24 November 2007 | by See all my reviews

... but it's loaded against the competitors in this game. Four contestants are designated as 2 generals and 2 lieutenants and given an army to command in a computer simulacrum of a historical battle. On the technical side everything is perfect. The computers doing the simulation are running the engine written by The Creative Assembly, which is behind the Total War series of computer games (Shogun, Medieval and Rome). I can only dream about the hardware it must be running on, even 4 years later my quite modern PC doesn't make it look half as good! So far so good.

My main issue with this program is that they set the contestants up to fall. The one criticism from the reprehensibly smug military experts which was made every week (except on the rare occasions that the team doesn't fall into the carefully laid trap) is that no-one took overall command of the four man team. In which case, WHY DID YOU CALL 2 OF THEM GENERALS?? Surely it would have been more appropriate to call them General, Colonel and Lieutenants if you expected one to take overall control. The other common criticism is that the generals tended to micro-manage the action on the battle field rather than giving high level instructions and letting the lieuts decide the details of implementation.

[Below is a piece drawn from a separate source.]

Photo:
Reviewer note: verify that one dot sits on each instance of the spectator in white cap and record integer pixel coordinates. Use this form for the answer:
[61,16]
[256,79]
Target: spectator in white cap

In other words, the generals spent too much time dictating tactics at the expense of enforcing an overall strategy. I feel this *is* something the contestants should have figured out for themselves.

It's probably obvious that I have played the Total War games ad nauseam. There are a few things that I learned very quickly from battles which would have stood these people in good stead. First and foremost is the eternal triangle of the battlefield: Cavalry kill archers, archers nail spearmen and spearmen are death to cavalry. There are exceptions, but 9 times out of 10 it plays out that way. I feel that they should have been told this before battles, I was not entertained by the humiliating routs caused quite often by tactical blunders which that maxim teaches against.

All in all, the part of the program I found most interesting was the computer playing out how the battle actually happened and the information given about the character and genius of old military commanders, snippets about how the different troop types, armies, weapons etc. functioned. And it is completely obvious that Aryeh has enormous respect for the Roman army and the way it went about its business, he repeatedly refers to it as a "meat grinder"!